Now that Josh Smith has renounced the three-point shot, the discussion about what this means for 2009-10 centers on whether the relatively small number of three-pointers Smith attempts will be replaced by shots he's more likely to make.
First let's look at Smith's overall shooting percentages. The graph below shows Smith's career eFG% and TS% at the conclusion of each of his five seasons.
Without eliminating, either by pronouncement or action, the three-point field goal Smith has steadily improved both his eFG% and TS% over the last three seasons. How so? By reducing the percentage of his field goal attempts which are two-point jump shots.
Reducing the two-point jump shots helps because, though Smith makes a higher percentage of those than his three-point attempts, the difference is not enough to overcome the difference in value between the two shots.
For his career, Smith has made 36.2% of 1748 two-point jump shots, providing the Hawks with 0.72 points per possession (before accounting for offensive rebounding*), and 27% of his three-point shots, providing the Hawks with 0.81 points per possession (before accounting for offensive rebounding). Over five seasons, Smith attempting a three-point jumper has been the lesser of two evils for the Hawks.
*The value of all the offensive rebounding opportunities created by Smith's missed jumpers is debatable, though likely marginal. Over the last two seasons the Hawks have had a higher offensive rebounding rate when Smith is off the court than when he is on the court which would, I believe, support the argument against Smith taking low-percentage shots.
In the interests of thoroughness, let me digress by showing that the upward trend in Smith's True Shooting Percentage (TS%) is not fueled by his free throw shooting. Smith's FT Rate has been remarkably consistent throughout his career...
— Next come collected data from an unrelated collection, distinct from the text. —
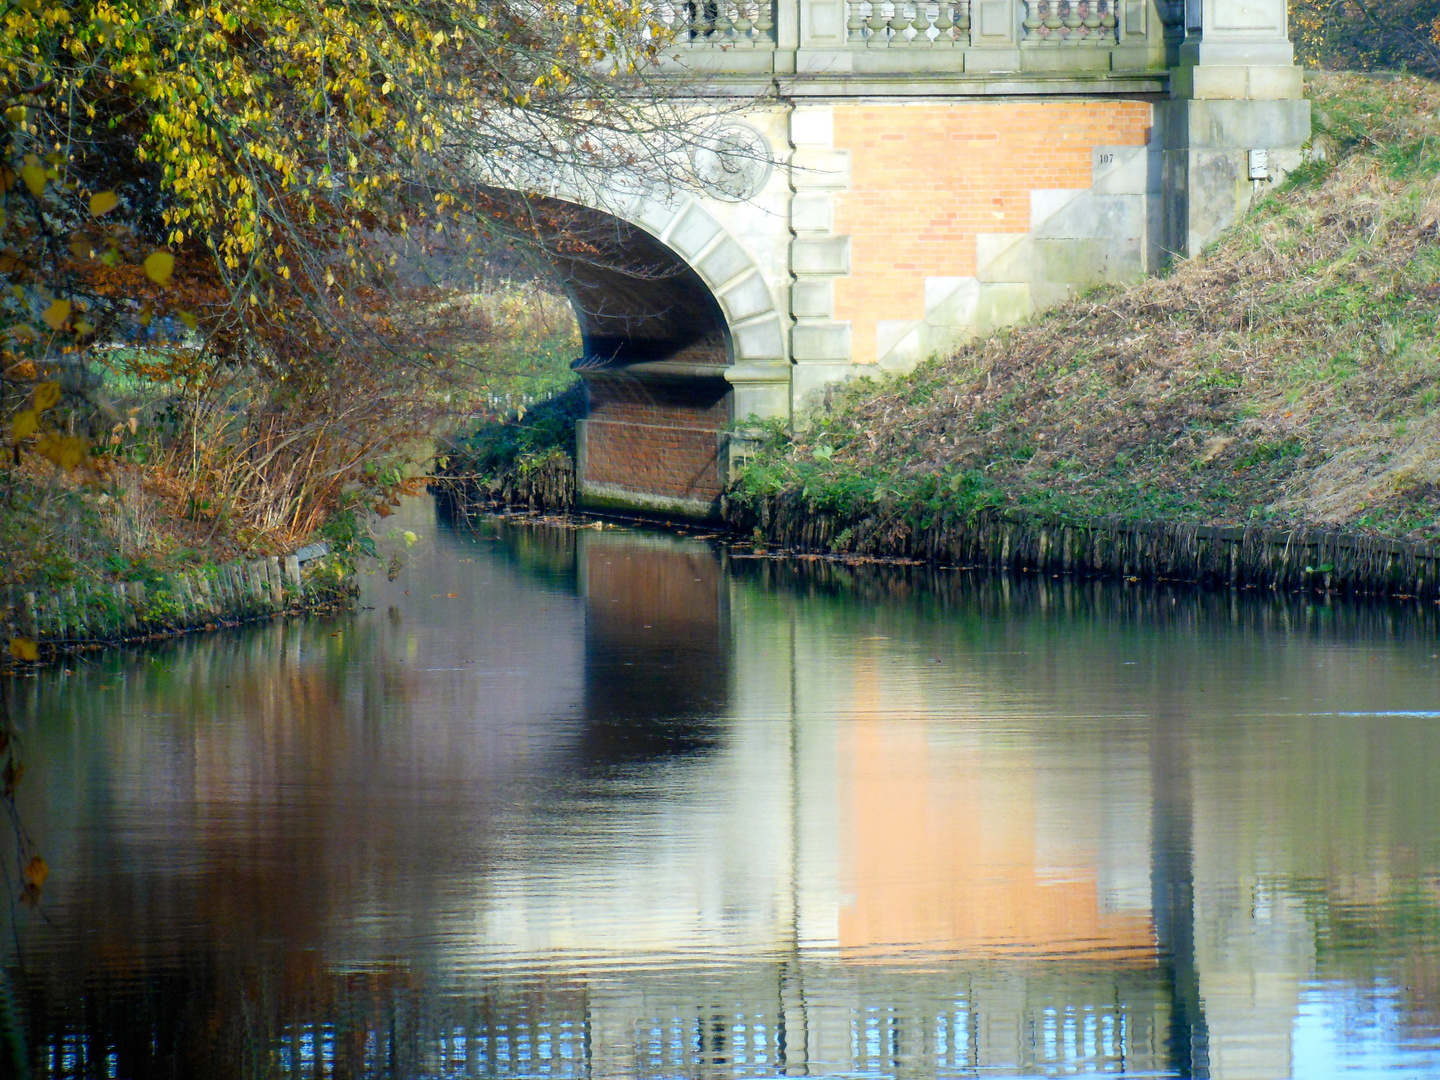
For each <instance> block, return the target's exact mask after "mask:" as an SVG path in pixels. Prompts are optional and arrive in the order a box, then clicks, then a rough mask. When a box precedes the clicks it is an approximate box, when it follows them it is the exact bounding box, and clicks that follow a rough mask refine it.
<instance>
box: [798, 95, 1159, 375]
mask: <svg viewBox="0 0 1440 1080" xmlns="http://www.w3.org/2000/svg"><path fill="white" fill-rule="evenodd" d="M793 128H795V132H796V134H795V138H796V145H798V154H796V157H798V158H799V161H801V164H799V167H798V170H796V173H795V186H796V196H795V202H796V206H798V212H795V213H792V225H793V228H795V230H796V251H795V255H793V258H792V271H793V274H795V285H793V288H792V314H793V315H795V318H796V324H795V330H793V336H792V340H793V351H795V360H796V361H798V363H806V361H829V363H835V361H840V363H848V364H874V363H880V364H883V366H886V367H894V369H906V367H912V366H914V364H916V363H919V361H920V360H923V359H924V357H926V356H930V354H933V353H935V351H936V350H940V348H945V347H948V346H952V344H955V343H958V341H962V340H965V338H966V337H969V336H972V334H975V333H982V331H985V330H991V328H994V327H996V325H1005V324H1009V323H1015V321H1020V320H1022V318H1025V317H1027V315H1030V314H1032V312H1034V311H1035V310H1038V308H1043V307H1047V305H1048V304H1053V302H1056V301H1058V300H1063V298H1064V297H1067V295H1071V294H1073V292H1076V291H1077V289H1081V288H1086V287H1090V285H1094V284H1100V282H1106V281H1123V279H1133V278H1139V276H1142V275H1143V274H1145V272H1146V269H1149V268H1152V266H1153V265H1155V264H1156V261H1158V259H1156V251H1158V245H1159V238H1158V235H1156V229H1158V225H1159V220H1161V216H1159V213H1158V212H1155V210H1153V209H1152V204H1153V203H1158V199H1156V194H1158V181H1159V157H1158V153H1159V143H1158V141H1156V138H1155V134H1156V132H1155V108H1153V105H1152V104H1151V102H1149V101H1143V99H1123V98H1119V99H1116V98H1102V99H1084V98H1071V99H1043V101H1008V99H1005V101H984V99H981V101H975V99H950V101H943V99H942V101H933V99H932V101H909V102H907V101H894V102H884V101H881V102H854V104H851V102H841V104H825V105H821V104H805V105H804V107H799V108H798V117H796V121H795V124H793ZM1152 147H1153V151H1152ZM832 249H834V253H831V251H832ZM821 255H829V259H828V261H824V259H821Z"/></svg>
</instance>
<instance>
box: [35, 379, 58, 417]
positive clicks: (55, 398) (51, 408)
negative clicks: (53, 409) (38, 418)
mask: <svg viewBox="0 0 1440 1080" xmlns="http://www.w3.org/2000/svg"><path fill="white" fill-rule="evenodd" d="M30 403H32V405H33V406H35V410H36V412H45V410H46V409H53V408H55V406H56V405H59V403H60V384H59V383H53V382H52V383H40V384H39V386H36V387H35V392H33V393H32V395H30Z"/></svg>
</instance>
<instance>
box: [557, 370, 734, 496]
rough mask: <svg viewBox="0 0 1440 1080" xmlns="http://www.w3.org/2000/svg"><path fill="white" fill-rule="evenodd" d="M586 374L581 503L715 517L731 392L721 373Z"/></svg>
mask: <svg viewBox="0 0 1440 1080" xmlns="http://www.w3.org/2000/svg"><path fill="white" fill-rule="evenodd" d="M628 372H635V369H634V367H631V369H619V372H616V373H605V374H588V376H586V383H588V387H589V395H590V415H589V418H588V419H585V420H583V422H582V423H580V428H579V432H577V438H576V445H577V455H579V462H577V467H579V468H577V472H579V477H580V482H579V491H577V495H579V503H580V505H582V507H589V508H593V510H606V508H609V510H616V508H639V510H651V511H655V513H662V514H670V513H675V514H684V516H687V517H696V516H698V517H710V516H713V514H714V513H716V508H717V507H719V500H720V492H721V491H723V490H724V481H726V475H724V445H726V431H724V429H726V426H727V425H729V423H730V412H732V395H730V386H729V383H727V382H726V380H724V379H723V377H710V379H697V377H690V379H680V377H670V376H662V377H655V376H651V374H648V373H647V374H631V373H628Z"/></svg>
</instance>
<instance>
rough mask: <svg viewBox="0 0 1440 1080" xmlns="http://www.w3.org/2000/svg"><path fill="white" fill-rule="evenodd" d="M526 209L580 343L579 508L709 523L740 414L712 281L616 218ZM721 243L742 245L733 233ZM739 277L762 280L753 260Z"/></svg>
mask: <svg viewBox="0 0 1440 1080" xmlns="http://www.w3.org/2000/svg"><path fill="white" fill-rule="evenodd" d="M527 212H528V213H530V215H531V220H541V222H543V223H544V226H543V229H544V232H543V233H541V239H543V243H544V248H546V252H547V255H549V258H550V261H552V264H553V265H554V269H556V274H557V276H559V279H560V282H562V285H563V287H564V289H566V292H567V295H569V298H570V302H572V305H573V308H575V315H576V320H577V323H579V325H580V334H582V340H583V356H582V357H579V359H577V360H576V363H575V364H573V367H575V369H576V370H577V372H579V373H580V376H582V377H583V379H585V384H586V389H588V400H589V415H588V416H586V419H585V420H583V422H582V425H580V431H579V433H577V439H576V442H577V461H576V471H577V475H576V481H577V488H579V491H577V494H579V497H580V503H582V505H588V507H590V508H599V510H636V508H639V510H651V511H657V513H662V514H667V516H668V514H681V516H687V517H713V516H714V514H716V513H717V508H719V500H720V494H721V491H723V488H724V482H726V465H727V462H726V448H727V435H726V432H727V429H729V426H730V423H732V420H733V419H734V395H733V392H732V387H730V383H729V382H727V379H726V372H727V369H729V366H730V364H733V363H734V360H736V354H737V348H736V336H734V334H733V333H732V323H730V320H729V318H727V314H726V310H724V308H723V307H721V301H720V300H719V298H717V295H716V289H714V285H713V284H711V282H707V281H706V278H704V276H703V275H701V272H700V271H697V269H696V266H693V265H691V264H690V262H688V261H687V259H685V258H684V256H683V255H681V253H680V252H677V251H675V249H674V248H671V246H668V245H667V243H664V242H662V240H661V239H660V238H657V236H655V235H652V233H651V232H649V230H647V229H645V228H641V226H639V225H635V223H631V222H628V220H624V219H621V217H619V216H616V215H612V213H606V212H603V210H598V209H593V207H586V206H579V204H575V203H567V202H562V200H557V199H543V200H531V202H530V204H528V207H527ZM684 215H691V216H693V217H696V216H700V215H703V216H704V219H706V220H708V222H713V219H711V217H710V216H708V213H707V212H704V209H703V207H698V206H697V204H694V203H693V202H691V203H690V204H685V206H681V207H680V210H678V212H675V213H674V215H672V216H684ZM716 228H717V229H719V226H716ZM716 242H723V243H729V245H730V246H732V248H737V245H736V242H734V240H733V238H729V236H720V238H719V240H711V248H714V243H716ZM732 276H733V278H736V279H742V281H750V279H753V282H756V284H762V285H763V281H762V279H760V276H759V271H757V269H755V266H753V264H752V265H749V266H747V268H744V269H743V271H742V274H740V275H732ZM765 294H766V298H768V294H769V289H768V288H766V289H765ZM768 307H769V305H768ZM770 314H772V315H773V310H772V311H770ZM762 317H763V312H762ZM750 321H753V315H752V320H750ZM775 325H776V328H778V318H776V320H775Z"/></svg>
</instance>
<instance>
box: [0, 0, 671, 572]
mask: <svg viewBox="0 0 1440 1080" xmlns="http://www.w3.org/2000/svg"><path fill="white" fill-rule="evenodd" d="M658 40H660V39H658V37H657V35H655V27H652V26H651V24H649V23H648V22H647V17H645V12H644V7H642V6H641V4H638V3H632V0H585V3H580V4H573V3H550V1H549V0H541V3H507V1H504V0H501V3H494V1H492V0H446V3H444V4H432V3H415V1H410V0H399V1H397V3H354V1H351V0H300V1H298V3H294V1H287V0H239V1H233V3H232V1H230V0H226V3H206V1H202V0H114V1H112V0H81V1H79V3H63V1H62V0H20V1H19V3H13V4H10V6H9V7H7V9H4V13H3V14H0V108H3V135H4V144H3V156H0V215H3V216H0V274H3V276H4V285H6V287H7V291H6V292H4V295H3V298H0V361H3V369H0V374H3V382H0V409H3V412H0V420H3V422H4V423H6V432H4V441H6V458H4V465H3V467H0V468H3V472H0V482H3V484H4V490H6V497H7V500H9V504H10V505H12V507H20V508H22V510H24V508H29V510H35V511H36V513H37V514H39V517H37V518H36V520H35V521H32V526H33V527H32V528H29V531H26V528H24V527H20V526H17V524H16V520H14V518H12V520H10V523H9V527H10V531H9V533H4V528H0V536H4V537H6V539H4V543H6V544H7V553H6V554H7V563H9V566H7V569H9V572H10V573H9V576H10V579H12V580H19V579H27V577H33V576H36V575H39V573H49V575H50V576H55V575H56V573H60V575H65V573H73V572H76V570H75V566H76V564H85V563H86V560H88V559H89V562H94V559H91V556H94V554H95V553H94V552H91V553H86V552H82V550H79V549H78V547H76V544H78V543H79V541H78V540H76V536H78V534H76V531H75V530H73V528H72V527H71V526H72V524H73V523H75V521H76V520H78V518H75V516H73V514H72V516H71V517H69V518H66V517H65V516H63V514H58V508H59V507H62V505H65V504H66V500H69V504H71V505H72V508H76V507H78V510H75V513H76V514H81V517H84V516H85V513H89V514H91V517H98V518H99V520H102V523H104V520H111V518H115V520H118V517H117V516H120V517H124V514H121V508H124V507H125V505H127V500H128V503H130V505H131V510H134V508H135V505H138V503H143V501H148V505H150V511H148V513H151V514H161V516H166V517H168V518H177V520H184V521H187V523H189V526H190V531H189V534H187V536H189V540H190V541H192V543H193V544H194V546H197V547H203V546H210V547H215V546H225V544H230V546H233V547H242V549H246V547H258V549H266V547H268V549H275V547H278V546H284V544H288V543H294V541H295V540H297V539H298V537H301V536H304V534H307V533H308V531H311V530H314V528H315V527H317V526H318V524H320V523H321V521H324V520H325V518H327V516H330V514H333V513H334V511H336V508H337V507H341V505H344V504H350V505H357V507H364V505H369V504H377V505H384V504H386V501H387V500H389V497H392V495H393V494H395V491H396V485H397V484H400V482H402V480H403V475H405V468H403V465H405V458H406V455H408V454H410V452H412V451H415V448H416V446H418V445H419V441H420V439H422V438H425V436H426V435H428V433H431V432H432V431H433V429H435V425H436V423H438V422H439V418H441V415H442V413H444V412H445V408H446V403H448V402H454V400H456V399H458V397H462V396H464V390H465V387H467V386H468V384H471V383H472V382H474V376H475V372H477V370H482V369H484V367H485V363H487V357H485V354H484V344H485V340H487V330H488V327H487V321H485V320H484V318H482V317H477V314H475V308H474V307H472V305H465V304H459V302H455V295H454V294H455V289H454V284H455V282H456V281H459V279H462V278H465V276H467V274H465V271H464V268H465V266H467V265H468V264H469V262H471V261H474V259H477V258H484V255H485V253H487V252H488V251H491V249H492V248H494V246H495V245H504V243H511V245H514V243H520V245H524V243H527V242H534V240H536V239H537V238H539V235H540V232H543V229H544V228H549V226H543V225H541V223H537V220H536V216H534V215H533V209H531V206H530V203H528V202H527V199H526V190H527V187H528V186H531V184H534V183H536V181H537V179H541V177H554V176H556V174H557V173H559V171H562V170H569V171H575V173H582V174H585V176H589V177H603V176H609V174H615V173H616V171H625V173H645V171H647V170H649V171H651V173H654V171H657V170H660V171H662V170H664V168H665V161H667V160H668V158H667V154H665V148H664V147H665V141H667V140H665V132H667V131H671V130H672V128H674V122H672V111H671V109H668V108H667V107H665V105H664V102H662V101H661V99H660V98H658V96H657V95H654V94H651V92H649V91H648V89H647V86H645V81H644V76H642V73H644V71H645V69H647V65H648V62H649V59H651V56H652V53H654V49H655V46H657V42H658ZM500 187H504V189H508V190H511V192H513V193H516V194H508V196H504V197H500V196H497V189H500ZM517 196H518V197H517ZM553 232H554V230H553V229H550V233H547V236H550V238H552V239H553ZM477 350H478V351H477ZM52 396H55V400H50V397H52ZM42 399H43V400H42ZM40 511H43V513H40ZM82 511H84V513H82ZM127 513H128V511H127ZM46 514H49V518H46ZM107 516H109V517H107ZM130 517H134V514H130ZM42 518H43V520H42ZM138 537H140V533H135V536H132V537H131V547H135V546H137V544H138V543H140V540H138ZM59 547H66V550H68V552H69V559H68V564H66V566H60V567H59V569H56V566H55V564H53V559H52V560H50V564H48V563H46V559H48V557H49V556H52V554H53V553H55V550H58V549H59Z"/></svg>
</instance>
...despite fluctuations in his FT%.
Yes, Smith's 58.8% shooting from the foul line last season reduced his career FT% by almost two-and-a-half percentage points. A return to competence at the free throw line would, by itself, significantly increase Smith's offensive production and efficiency, though not as much as turning as many of his jump shots into closer two-point attempts. Smith made a career-high 64.4% of non-jump shot two-point attempts last year. Smith's increases in eFG% and TS% stems directly from simultaneously taking and making more non-jump shots over the last three years.
Sharp-eyed readers might notice that the lower bounder of this graph is 52% where the upper boundary of the two- and three-point field goal percentage graph is 40%.
Smith has used more than half of his career field goal attempts on shots he's made (collectively) 34% of time and less than half of his career field goal attempts on shots he's made 57% of the time. Shot selection that poor provides Smith with ample opportunity for improvements in both scoring and efficiency, as does last season's inexplicably poor free throw shooting. Furthermore, the ankle injury that cost Smith 13 games likely contributed to Smith posting career lows as an offensive rebounder and shot blocker (both per minute and per opportunity) and failing to match his career average on the defensive glass.
It's difficult to identify an area of his game where Smith is more likely to regress than he is to improve in 2009-10. If he's really beginning to the see the light regarding his own strengths and weaknesses he could make the leap from talented but maddening player to legitimate All-Star.